Menakar Prospek Saham Emiten Indeks BUMN20 Usai Evaluasi Berkala

Menakar Prospek Saham Emiten Indeks BUMN20 Usai Evaluasi Berkala

Jakarta – Bursa Efek Indonesia (BEI) secara resmi menetapkan hasil evaluasi mayor terhadap indeks IDXBUMN20 yang akan berlaku efektif mulai 5 Agustus 2026 hingga 2 Februari 2027 mendatang.

Meskipun tidak ditemukan perubahan pada daftar konstituen yang menghuni indeks tersebut, otoritas bursa melakukan penyesuaian signifikan terhadap jumlah saham untuk penghitungan indeks serta bobot masing-masing emiten.

Langkah ini diambil dengan menerapkan aturan batas maksimal atau cap sebesar 15% bagi setiap konstituen dalam perhitungan indeks.

Penerapan batas ini menyebabkan sejumlah emiten berkapitalisasi pasar besar mengalami penurunan bobot.

PT Bank Rakyat Indonesia Tbk (BBRI) kini memiliki bobot 15,00% dari sebelumnya 16,30%.

PT Bank Negara Indonesia Tbk (BBNI) juga disesuaikan menjadi 15,00% dari 15,84%.

PT Bank Mandiri Tbk (BMRI) turun menjadi 15,00% dari 15,68%.

PT Telkom Indonesia Tbk (TLKM) turut terkena penyesuaian menjadi 15,00% dari 15,63%.

Sebaliknya, beberapa emiten lain justru mencatatkan kenaikan bobot akibat performa pasar yang positif.

PT Aneka Tambang Tbk (ANTM) naik menjadi 10,78% dari 10,04%.

PT Perusahaan Gas Negara Tbk (PGAS) meningkat menjadi 6,92% dari 6,45%.

PT Bukit Asam Tbk (PTBA) kini memiliki bobot 3,86% dari sebelumnya 3,60%.

Kepala Riset Praus Capital, Alfred Nainggolan, menjelaskan bahwa perubahan ini murni didasarkan pada perubahan metodologi pembobotan oleh BEI.

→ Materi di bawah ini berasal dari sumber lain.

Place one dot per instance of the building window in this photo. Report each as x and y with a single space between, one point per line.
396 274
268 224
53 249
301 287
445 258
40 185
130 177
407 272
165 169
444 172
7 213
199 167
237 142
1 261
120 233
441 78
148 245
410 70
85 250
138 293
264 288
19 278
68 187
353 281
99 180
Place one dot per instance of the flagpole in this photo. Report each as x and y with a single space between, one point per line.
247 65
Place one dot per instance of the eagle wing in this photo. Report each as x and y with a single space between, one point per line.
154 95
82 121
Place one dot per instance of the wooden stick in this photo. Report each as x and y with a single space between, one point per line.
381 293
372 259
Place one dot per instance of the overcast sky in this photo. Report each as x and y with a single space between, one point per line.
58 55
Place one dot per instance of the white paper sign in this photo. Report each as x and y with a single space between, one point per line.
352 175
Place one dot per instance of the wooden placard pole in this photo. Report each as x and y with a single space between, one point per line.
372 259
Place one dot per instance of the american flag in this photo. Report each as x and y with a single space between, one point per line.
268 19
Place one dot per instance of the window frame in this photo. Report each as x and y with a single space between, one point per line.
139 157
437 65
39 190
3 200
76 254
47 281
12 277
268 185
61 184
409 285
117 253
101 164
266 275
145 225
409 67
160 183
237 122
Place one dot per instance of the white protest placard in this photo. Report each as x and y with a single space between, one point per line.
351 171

“Dampaknya tidak signifikan mempengaruhi harga sahamnya yang berkaitan dengan aksi jual-beli pasca penyesuaian bobot. Sebab, IDXBUMN20 belum banyak digunakan para manajer investasi,” ujar Alfred sebagaimana dikutip dari keterangan tertulis, Kamis (30/7/2026).

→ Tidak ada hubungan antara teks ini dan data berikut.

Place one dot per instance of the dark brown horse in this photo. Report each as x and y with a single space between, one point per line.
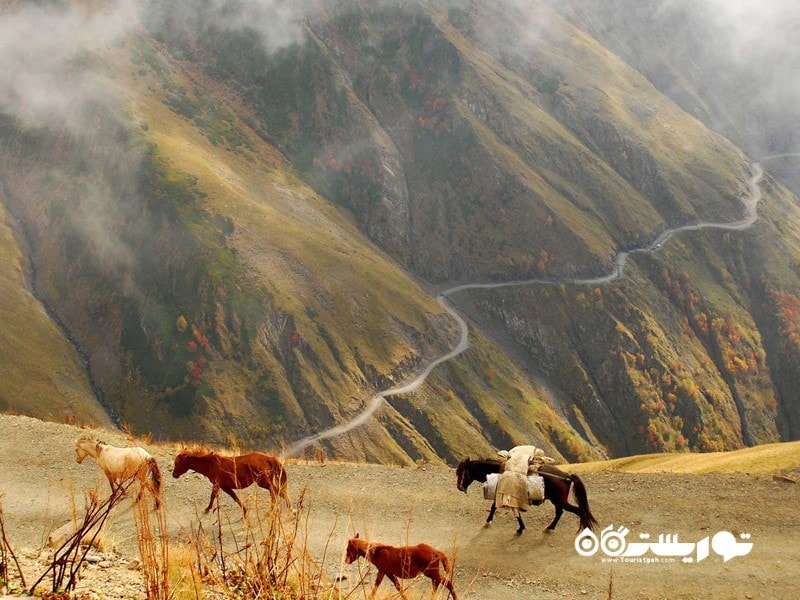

Senada dengan hal tersebut, Head of Research KISI Sekuritas, Muhammad Wafi, menyatakan bahwa pergeseran bobot tersebut mencerminkan relative market cap dan likuiditas, bukan cerminan penurunan fundamental perusahaan.

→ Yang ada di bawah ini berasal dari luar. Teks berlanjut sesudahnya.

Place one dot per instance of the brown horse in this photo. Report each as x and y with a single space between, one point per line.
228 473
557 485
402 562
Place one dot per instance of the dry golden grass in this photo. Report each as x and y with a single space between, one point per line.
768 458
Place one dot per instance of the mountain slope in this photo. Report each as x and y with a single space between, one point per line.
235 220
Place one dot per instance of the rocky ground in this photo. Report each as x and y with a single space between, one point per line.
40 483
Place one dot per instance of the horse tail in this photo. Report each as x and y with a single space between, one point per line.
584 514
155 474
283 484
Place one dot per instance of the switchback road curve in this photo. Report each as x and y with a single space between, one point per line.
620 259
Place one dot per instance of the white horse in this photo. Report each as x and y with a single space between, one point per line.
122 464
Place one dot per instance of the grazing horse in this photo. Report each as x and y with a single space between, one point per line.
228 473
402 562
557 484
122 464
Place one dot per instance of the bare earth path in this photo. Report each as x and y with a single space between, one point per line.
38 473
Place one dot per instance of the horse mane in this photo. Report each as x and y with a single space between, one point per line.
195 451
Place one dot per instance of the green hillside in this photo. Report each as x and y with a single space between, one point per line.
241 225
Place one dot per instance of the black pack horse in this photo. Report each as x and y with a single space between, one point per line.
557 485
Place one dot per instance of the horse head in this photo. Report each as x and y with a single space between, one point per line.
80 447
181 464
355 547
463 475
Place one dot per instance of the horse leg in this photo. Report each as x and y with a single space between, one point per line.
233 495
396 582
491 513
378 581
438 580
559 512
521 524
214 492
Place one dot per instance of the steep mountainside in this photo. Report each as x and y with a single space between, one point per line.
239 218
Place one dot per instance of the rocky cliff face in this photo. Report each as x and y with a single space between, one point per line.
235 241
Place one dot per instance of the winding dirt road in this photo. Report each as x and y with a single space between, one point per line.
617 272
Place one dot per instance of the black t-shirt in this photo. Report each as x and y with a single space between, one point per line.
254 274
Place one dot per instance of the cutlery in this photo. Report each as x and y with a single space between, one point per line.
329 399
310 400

“Dampak ke kinerja emiten juga minimal sebab dana kelolaan (AUM) pasif dari IDXBUMN20 tidak besar,” tutur Wafi, Kamis (30/7/2026).

Wafi menambahkan bahwa kenaikan bobot pada sektor komoditas seperti ANTM, PGAS, dan PTBA dipicu oleh harga emas, gas, dan batubara yang menguat.

Sementara itu, penurunan bobot pada sektor perbankan dan telekomunikasi lebih dikarenakan pergerakan harga saham yang underperform di pasar, meskipun kinerja fundamental mereka tetap solid sepanjang semester I 2026.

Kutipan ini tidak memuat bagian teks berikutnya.